I don't just have one favorite car, thats way too hard a decision. I know that I drove a kit car version of the Shelby Cobra with only a 5.0 in it, and I damn near pissed my pants. Its an oldie, but a damn goodie


----------



## r0gu3 (Apr 26, 2004)

Can't forget RX-7's.


----------



## redbellyjx © (Jan 26, 2004)

spiderman2099uk said:


> is a rice boy sum1 who has a fast and furious stlye car? in uk theyre called boy racers.


 yep


----------



## deadhead (Dec 29, 2003)

This thread needs more classic muscle cars......!!!!


----------



## NTcaribe (Apr 8, 2004)

redbellyjx said:


> wow those rice burners look GAY.
> my favortie car of all time is the ferrari 355 spider.

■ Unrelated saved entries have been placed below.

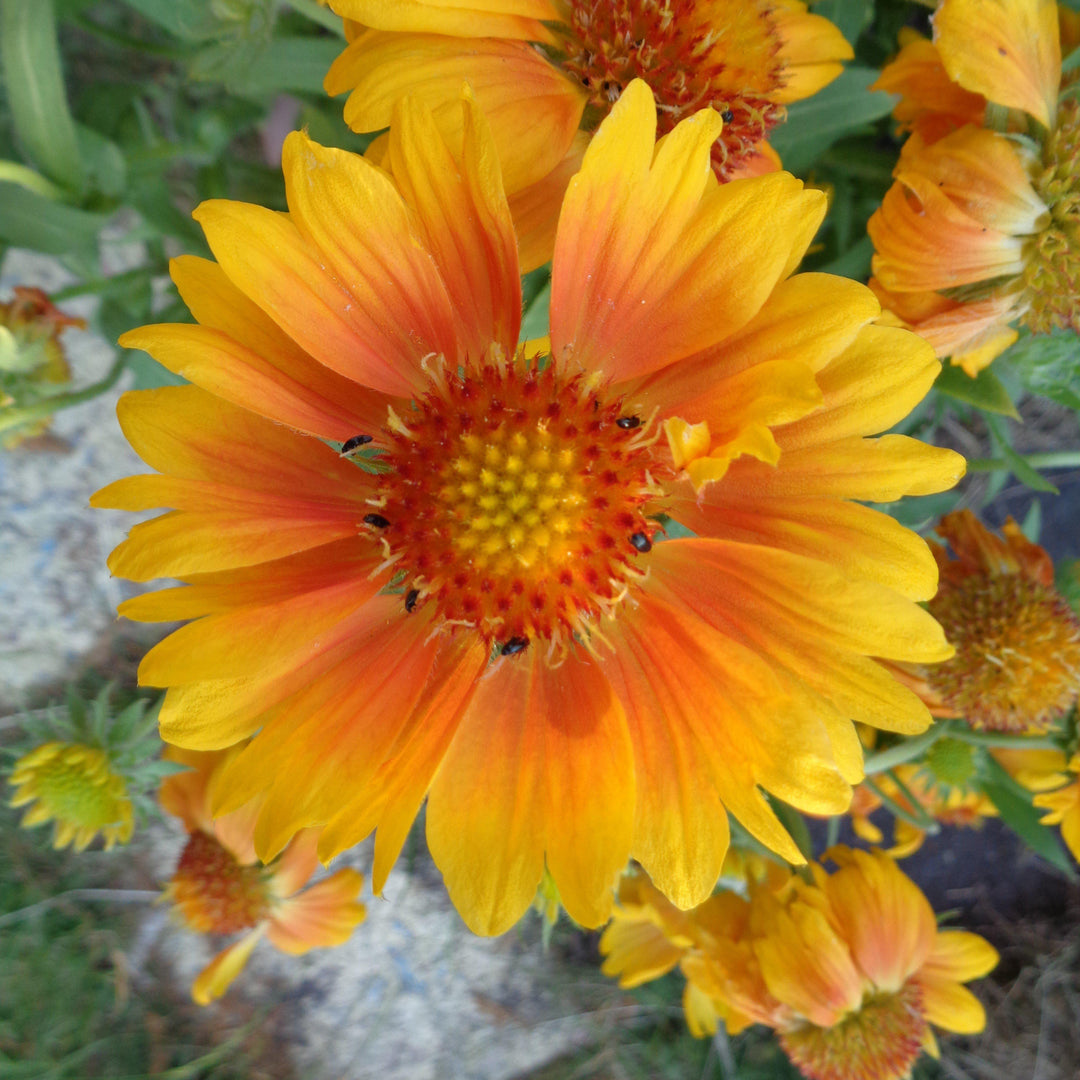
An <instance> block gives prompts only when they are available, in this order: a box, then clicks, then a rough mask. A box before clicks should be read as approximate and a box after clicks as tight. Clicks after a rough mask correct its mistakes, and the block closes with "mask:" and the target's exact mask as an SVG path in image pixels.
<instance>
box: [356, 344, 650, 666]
mask: <svg viewBox="0 0 1080 1080" xmlns="http://www.w3.org/2000/svg"><path fill="white" fill-rule="evenodd" d="M651 427H652V426H651V424H650V423H649V422H648V421H647V420H646V419H644V418H642V417H637V416H631V415H625V414H624V413H623V410H622V402H621V401H620V400H613V401H605V400H604V397H603V395H602V393H600V392H599V391H598V390H596V389H595V388H593V386H592V384H591V383H590V382H589V381H588V380H586V379H585V378H584V377H583V376H581V375H576V376H572V377H570V378H563V377H559V376H556V375H555V374H554V370H553V368H552V367H550V366H549V367H548V368H546V369H544V370H543V372H538V370H537V369H536V368H531V369H529V368H526V367H524V366H514V365H511V364H491V363H489V364H485V365H484V366H483V367H481V368H478V369H474V370H471V372H469V373H468V374H458V375H447V374H445V373H444V374H443V375H442V376H440V377H437V378H435V379H434V380H433V387H432V389H431V390H430V391H429V392H428V393H427V394H426V395H424V396H423V397H422V399H420V400H419V401H418V402H417V403H416V406H415V408H414V409H413V410H411V411H409V413H408V414H407V415H406V416H405V417H404V418H397V417H396V416H395V415H393V414H392V415H391V419H390V424H389V435H390V442H391V448H390V451H389V454H388V455H387V456H386V457H383V458H382V459H380V460H381V462H382V463H383V464H384V465H388V467H389V471H388V472H387V473H386V474H384V475H382V476H381V478H380V482H379V483H380V492H379V498H378V499H377V500H374V502H375V505H376V510H375V511H374V512H373V513H370V514H368V515H367V516H366V517H365V523H366V526H367V528H368V529H369V530H370V531H372V534H373V535H375V536H377V537H378V538H379V540H380V542H381V543H382V544H383V549H384V551H386V554H387V565H392V566H393V568H394V569H395V570H397V571H400V572H401V575H402V577H401V584H402V589H403V590H404V597H403V603H404V606H405V610H406V611H408V612H413V611H416V610H419V609H420V607H421V606H423V605H427V604H434V605H435V606H436V610H437V616H438V617H440V618H441V619H443V620H444V621H446V622H448V623H459V624H465V625H469V626H472V627H474V629H476V630H477V631H478V632H480V633H481V634H482V635H483V636H484V637H485V639H487V640H488V642H489V643H492V644H495V645H498V646H499V648H500V649H501V650H502V651H503V652H504V653H508V654H513V653H516V652H521V651H522V650H524V649H525V648H526V647H527V646H528V644H529V643H530V642H532V640H534V639H537V638H540V639H544V640H546V642H549V643H551V652H552V654H553V656H554V654H555V653H556V652H557V651H558V650H559V646H563V647H565V646H566V645H567V644H568V642H569V638H570V636H571V635H575V634H577V635H579V636H582V637H586V636H588V634H589V627H588V625H586V623H588V621H589V620H591V619H594V618H595V617H596V616H597V615H599V613H602V612H609V611H611V610H612V609H613V608H615V606H616V605H617V604H618V603H619V602H620V600H621V599H622V597H623V596H624V595H625V593H626V592H627V589H629V586H630V584H631V583H633V582H634V581H637V580H639V579H640V578H642V577H643V576H644V572H645V570H644V567H643V566H642V562H643V557H644V556H645V555H646V554H647V553H648V551H649V550H650V548H651V545H652V538H653V536H654V534H656V531H657V529H658V525H657V523H656V522H650V521H649V519H648V518H647V517H646V516H645V508H646V504H647V503H648V502H649V500H650V499H652V498H653V497H656V496H657V495H659V494H661V492H660V489H659V488H658V487H657V484H656V482H654V480H653V476H652V473H653V472H656V470H657V462H654V461H653V458H652V455H651V449H650V447H651V445H652V443H654V442H656V438H657V434H658V433H657V432H652V433H650V429H651ZM650 470H651V471H650Z"/></svg>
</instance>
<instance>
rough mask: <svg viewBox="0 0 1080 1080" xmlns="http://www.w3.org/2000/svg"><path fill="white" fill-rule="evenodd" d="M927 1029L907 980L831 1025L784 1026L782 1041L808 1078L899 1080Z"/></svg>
mask: <svg viewBox="0 0 1080 1080" xmlns="http://www.w3.org/2000/svg"><path fill="white" fill-rule="evenodd" d="M926 1031H927V1021H926V1017H924V1016H923V1014H922V991H921V990H920V988H919V987H918V985H917V984H915V983H908V984H907V985H906V986H904V987H903V988H902V989H901V990H900V991H899V993H896V994H881V995H877V996H875V997H872V998H867V999H866V1000H865V1001H864V1002H863V1003H862V1005H861V1007H860V1009H859V1011H858V1012H854V1013H852V1014H851V1015H850V1016H847V1017H846V1018H845V1020H842V1021H840V1023H839V1024H836V1025H835V1026H833V1027H815V1026H813V1025H812V1024H808V1025H806V1026H804V1027H798V1028H795V1029H793V1030H789V1031H782V1032H781V1035H780V1041H781V1043H782V1045H783V1048H784V1050H785V1051H786V1052H787V1055H788V1057H791V1059H792V1061H793V1062H794V1063H795V1065H796V1066H797V1067H798V1068H799V1069H800V1070H801V1071H802V1074H804V1075H805V1076H807V1077H808V1078H809V1080H868V1078H870V1077H873V1078H874V1080H903V1078H905V1077H907V1076H909V1075H910V1069H912V1066H913V1065H914V1064H915V1061H916V1058H917V1057H918V1056H919V1052H920V1050H921V1048H922V1039H923V1036H924V1035H926Z"/></svg>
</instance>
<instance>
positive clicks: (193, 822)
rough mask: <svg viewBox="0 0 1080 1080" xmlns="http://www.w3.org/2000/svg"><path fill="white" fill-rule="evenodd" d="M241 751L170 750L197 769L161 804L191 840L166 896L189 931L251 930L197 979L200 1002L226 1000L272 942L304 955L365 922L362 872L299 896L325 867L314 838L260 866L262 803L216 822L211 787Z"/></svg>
mask: <svg viewBox="0 0 1080 1080" xmlns="http://www.w3.org/2000/svg"><path fill="white" fill-rule="evenodd" d="M239 748H240V747H237V748H235V750H232V751H218V752H212V753H199V752H198V751H179V750H175V748H170V751H168V752H167V757H168V759H170V760H173V761H177V762H179V764H181V765H188V766H191V769H190V771H187V772H179V773H176V774H174V775H172V777H168V778H166V780H165V781H164V782H163V783H162V785H161V805H162V807H163V808H164V809H165V810H166V811H168V813H171V814H174V815H175V816H177V818H179V819H180V821H183V822H184V825H185V827H186V828H187V831H188V834H189V837H188V842H187V845H186V846H185V848H184V851H183V852H181V854H180V859H179V862H178V863H177V864H176V869H175V870H174V872H173V876H172V877H171V878H170V880H168V885H167V886H166V888H165V895H166V897H167V899H168V900H170V901H171V902H172V903H173V904H174V906H175V909H176V912H177V914H178V915H179V916H180V919H181V920H183V921H184V922H185V923H186V924H187V926H188V927H189V928H190V929H191V930H194V931H197V932H199V933H210V934H234V933H240V932H244V936H243V937H241V939H240V941H238V942H235V943H234V944H232V945H230V946H229V947H228V948H226V949H224V950H222V951H221V953H219V954H218V955H217V956H216V957H215V958H214V959H213V960H212V961H211V963H210V964H207V967H206V968H205V969H204V970H203V971H202V973H201V974H200V975H199V977H198V978H197V980H195V983H194V986H193V987H192V989H191V996H192V997H193V998H194V1000H195V1001H197V1002H198V1003H199V1004H202V1005H204V1004H208V1003H210V1002H211V1001H213V1000H214V999H215V998H219V997H220V996H221V995H222V994H225V991H226V990H227V989H228V988H229V985H230V984H231V983H232V981H233V980H234V978H235V977H237V975H239V974H240V972H241V970H242V969H243V967H244V964H245V963H246V962H247V958H248V957H249V956H251V955H252V950H253V949H254V948H255V946H256V945H257V944H258V942H259V940H260V939H262V937H264V936H265V937H267V939H268V940H269V942H270V943H271V944H272V945H274V946H275V947H278V948H280V949H281V950H282V951H283V953H289V954H292V955H299V954H301V953H307V951H308V950H309V949H312V948H318V947H327V946H332V945H340V944H341V943H342V942H346V941H348V939H349V937H350V935H351V934H352V931H353V930H354V929H355V927H356V926H357V924H359V923H360V922H362V921H363V919H364V916H365V915H366V909H365V907H364V905H363V904H361V903H357V901H356V895H357V893H359V892H360V889H361V887H362V886H363V883H364V879H363V877H362V876H361V875H360V874H357V873H356V870H354V869H351V868H348V867H347V868H345V869H340V870H337V873H335V874H332V875H330V876H329V877H328V878H325V879H324V880H322V881H320V882H318V883H316V885H314V886H312V887H311V888H310V889H307V890H305V891H302V892H301V891H300V890H301V889H302V888H303V886H305V885H306V883H307V882H308V879H309V878H310V877H311V875H312V874H313V873H314V870H315V868H316V866H318V865H319V860H318V856H316V854H315V848H316V841H318V836H316V834H315V833H314V832H312V831H306V832H302V833H300V834H299V835H298V836H296V838H295V839H294V840H293V841H292V842H291V843H289V845H288V846H287V847H286V848H285V850H284V851H283V852H282V853H281V855H280V858H278V859H275V860H274V861H273V862H272V863H271V864H270V865H269V866H262V865H261V864H260V863H259V862H258V860H257V859H256V856H255V849H254V847H253V845H252V833H253V831H254V827H255V819H256V815H257V813H258V809H259V808H258V806H257V805H248V806H245V807H242V808H241V809H239V810H235V811H233V812H232V813H229V814H226V815H225V816H222V818H218V819H217V820H216V821H215V820H213V819H212V818H211V801H212V796H213V788H214V786H215V784H217V783H219V782H220V773H221V769H222V767H224V766H225V764H226V762H227V761H228V760H229V758H230V757H234V756H235V753H237V752H238V751H239Z"/></svg>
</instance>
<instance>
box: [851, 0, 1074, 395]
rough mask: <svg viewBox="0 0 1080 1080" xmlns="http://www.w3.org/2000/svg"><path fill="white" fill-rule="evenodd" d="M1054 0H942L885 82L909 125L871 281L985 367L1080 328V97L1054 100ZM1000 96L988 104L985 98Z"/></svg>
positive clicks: (895, 64)
mask: <svg viewBox="0 0 1080 1080" xmlns="http://www.w3.org/2000/svg"><path fill="white" fill-rule="evenodd" d="M1058 21H1059V16H1058V9H1057V6H1056V4H1054V3H1052V2H1049V0H990V2H982V0H943V2H942V3H941V5H940V8H939V10H937V12H936V14H935V15H934V40H933V42H930V41H927V40H926V39H922V38H919V37H917V36H915V37H910V36H909V37H908V38H907V39H905V44H904V48H903V49H902V50H901V53H900V55H899V56H897V57H896V59H895V60H894V62H893V63H892V64H890V65H889V66H888V67H886V69H885V70H883V71H882V73H881V78H880V79H879V80H878V82H877V83H876V84H875V85H876V87H877V89H880V90H888V91H891V92H893V93H900V94H901V95H902V96H901V100H900V103H899V104H897V106H896V110H895V114H896V119H897V120H900V121H901V124H902V125H903V126H905V127H909V129H912V130H913V134H912V136H910V138H909V139H908V140H907V143H906V144H905V146H904V148H903V150H902V152H901V158H900V163H899V164H897V166H896V170H895V172H894V173H893V175H894V177H895V179H896V183H895V184H894V185H893V186H892V188H891V189H890V190H889V192H888V193H887V194H886V198H885V200H883V202H882V205H881V207H880V210H878V211H877V212H876V213H875V215H874V216H873V218H872V219H870V222H869V233H870V238H872V240H873V241H874V246H875V248H876V252H877V254H876V255H875V257H874V275H875V276H874V280H873V281H872V283H870V284H872V287H873V288H874V289H875V292H876V293H877V294H878V296H879V298H880V299H881V302H882V306H883V307H885V308H886V309H887V310H888V311H889V312H890V313H891V316H892V318H893V319H894V320H895V321H897V322H899V323H901V324H902V325H906V326H910V327H912V328H913V329H915V330H917V332H918V333H919V334H921V335H922V336H923V337H926V338H927V340H928V341H930V343H931V345H933V346H934V349H935V351H936V352H937V354H939V355H940V356H951V359H953V363H954V364H958V365H960V366H962V367H963V368H964V370H966V372H967V373H968V374H969V375H972V376H974V375H976V374H977V373H978V372H980V370H981V369H982V368H983V367H985V366H986V365H987V364H989V363H990V362H991V361H993V360H994V357H995V356H997V355H998V354H999V353H1001V352H1002V351H1003V350H1004V349H1007V348H1008V347H1009V346H1010V345H1011V343H1012V342H1013V341H1014V340H1015V339H1016V335H1017V332H1016V329H1015V328H1014V326H1015V325H1016V324H1020V325H1022V326H1026V327H1027V328H1028V329H1030V330H1031V332H1032V333H1036V334H1042V333H1049V332H1050V330H1052V329H1055V328H1059V327H1068V328H1071V329H1074V330H1078V329H1080V104H1078V103H1077V100H1076V99H1075V98H1074V97H1065V98H1063V99H1062V100H1061V103H1059V102H1058V93H1059V90H1061V89H1062V86H1063V85H1064V82H1065V81H1067V80H1063V75H1062V37H1063V33H1064V36H1065V39H1066V43H1075V42H1071V41H1070V39H1071V38H1072V37H1074V36H1076V35H1077V33H1078V30H1080V27H1078V21H1077V19H1076V17H1075V16H1074V15H1072V13H1069V12H1064V11H1063V12H1062V14H1061V22H1062V28H1061V31H1059V28H1058ZM988 102H989V103H994V106H993V109H991V110H990V111H988V104H987V103H988Z"/></svg>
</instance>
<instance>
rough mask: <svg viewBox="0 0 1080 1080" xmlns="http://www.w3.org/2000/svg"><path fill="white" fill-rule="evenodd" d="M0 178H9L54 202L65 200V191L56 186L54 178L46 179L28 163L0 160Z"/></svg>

 yeah do you have 400,000 to spend on that car?

hahahaha


----------



## NTcaribe (Apr 8, 2004)

shelby gt 500


----------



## NTcaribe (Apr 8, 2004)

really big pic
dont dis' the ford GT just cause it can whoop any car you own.


----------



## fiaman101 (Feb 22, 2004)

My 5.0 pic to come later(screw rice)


----------



## fiaman101 (Feb 22, 2004)

My 5.0 pic to come later(screw rice)


----------



## r0gu3 (Apr 26, 2004)

I hate ricers.


----------



## redbellyjx © (Jan 26, 2004)

nasty typhoon said:


> redbellyjx said:
> 
> 
> > wow those rice burners look GAY.
> ...


actually, the f50s and f40s are the 400K+ cars. if you look around you can find 355s for 50K


----------